Potential Solutions: nuclear, wind, hydro and solar.
Potential Problems With the Potential Solutions:
Nuclear—waste segregation for 100,000 years, expensive plants that only last 50 years at best
Wind—not always available, but good start
Hydro—not nearly enough rivers and too many snail darters
Solar—expensive, and we need a lot of them
Solution: make solar so cheap as to be ubiquitous by economics alone. Traditional silicon cells have to be made in expensive, high-temperature processes, like growing a single crystal and slicing it, sputtering other materials on it, etc. Enter alternative materials, such as perovskite (CaTiO3. Actually XIIA2+VIB4+X2−3, but I digress). Perovskites can be manufactured with low-cost, low-energy wet methods (except maybe some annealing of deposited TiO3 ).

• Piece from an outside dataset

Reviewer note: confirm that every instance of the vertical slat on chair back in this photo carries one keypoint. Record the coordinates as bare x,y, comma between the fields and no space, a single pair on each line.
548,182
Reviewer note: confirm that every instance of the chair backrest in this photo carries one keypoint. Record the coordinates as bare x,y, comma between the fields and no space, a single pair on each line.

In one-step solution processing, a lead halide and a methylammonium halide can be dissolved in a solvent and spin coated onto a substrate. Such spin-coated cells recently have shown efficiencies above 20%, competitive with silicon cells. You can make perovskite cells at home without spincoating:
The weird thing about the preceding video is that it was one of many. A LOT of people are looking into perovskites for solar power applications…which is good, because there are a few problems.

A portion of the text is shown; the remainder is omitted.